The HECToR upgrade to phase 2b (world's first production Cray XE6) presented a unique opportunity to show the benefit shared-memory programming in real applications. The 24-core nodes were introduced to HECToR several months before the arrival of new Gemini interconnect. During the transitional period, communication intensive applications could easily produce more network traffic than the old SeaStar interconnect could handle. Fig.2 shows the benchmark of 2DECOMP&FFT's FFT interface with a 2592^3 problem size2. With the slow SeaStar interconnect, the scaling is very poor when using more than several thousands of cores. However, switching on the shared-memory code significantly improved the code performance (sometimes by more than 40%) and a parallel efficiency of more than 90% was observed through out the scale. The new Gemini interconnect offers significant improvement in terms of both network bandwidth and latency. As a result, significant performance gain is to be expected for communication intensive code. The FFT benchmark is almost twice as fast in some cases. However, the shared-memory code on Gemini (not shown in the figure) offers absolutely no benefit when the network is fast enough to handle all the messages efficiently.

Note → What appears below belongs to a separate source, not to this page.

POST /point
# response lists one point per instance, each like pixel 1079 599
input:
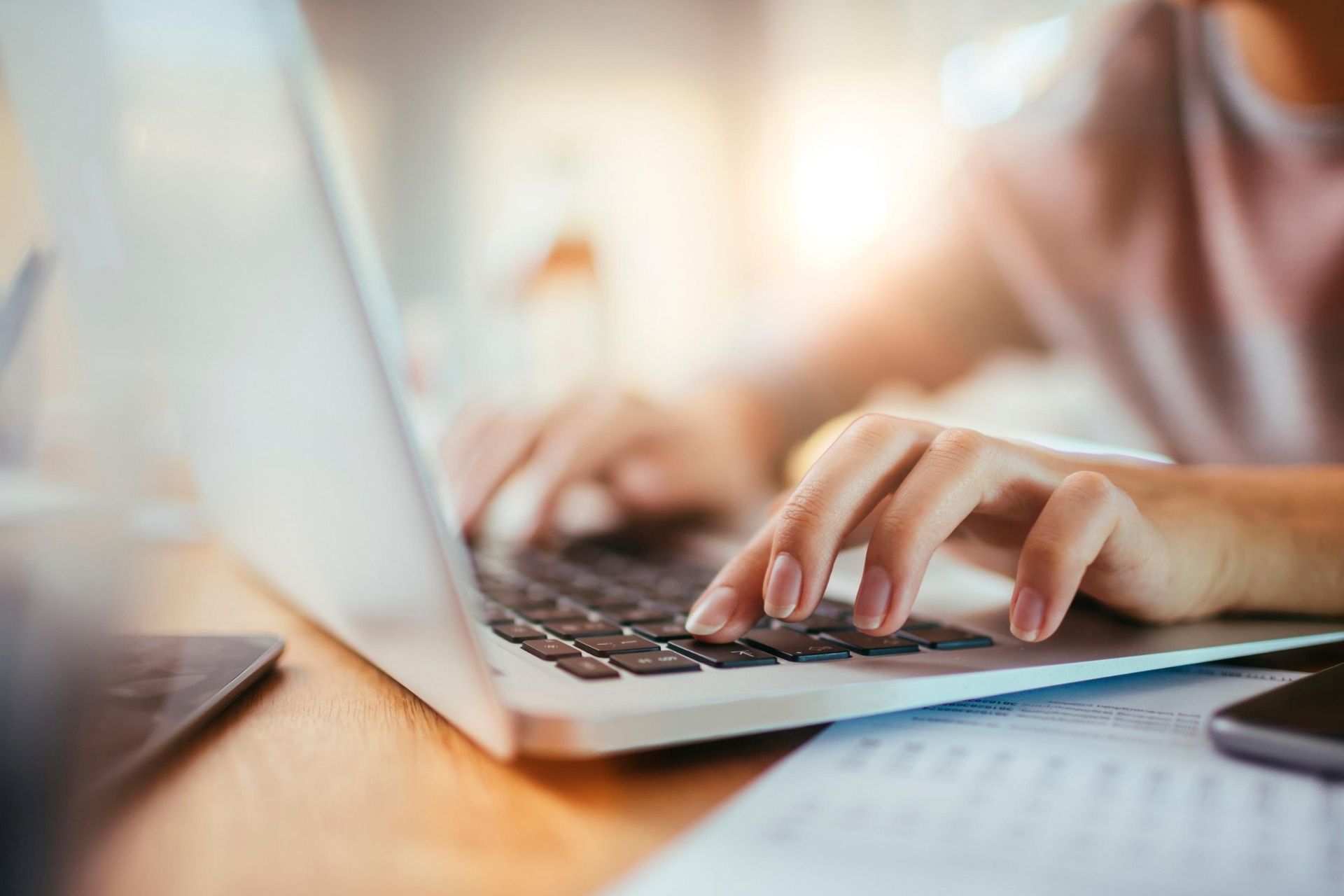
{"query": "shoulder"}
pixel 1120 76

Figure 2: Parallel FFT performance: SeaStar (with and without shared-memory) vs. Gemini.


1. On Cray XT/XE systems, this is done by checking the /proc file system of the computing nodes.

2. The problem size of 2592 was chosen intentionally because it is divisible by 6 multiple times, which helps to achieve better load balance on the system using 24-core node (containing two Magny-Cours processors, each with two six-core dies).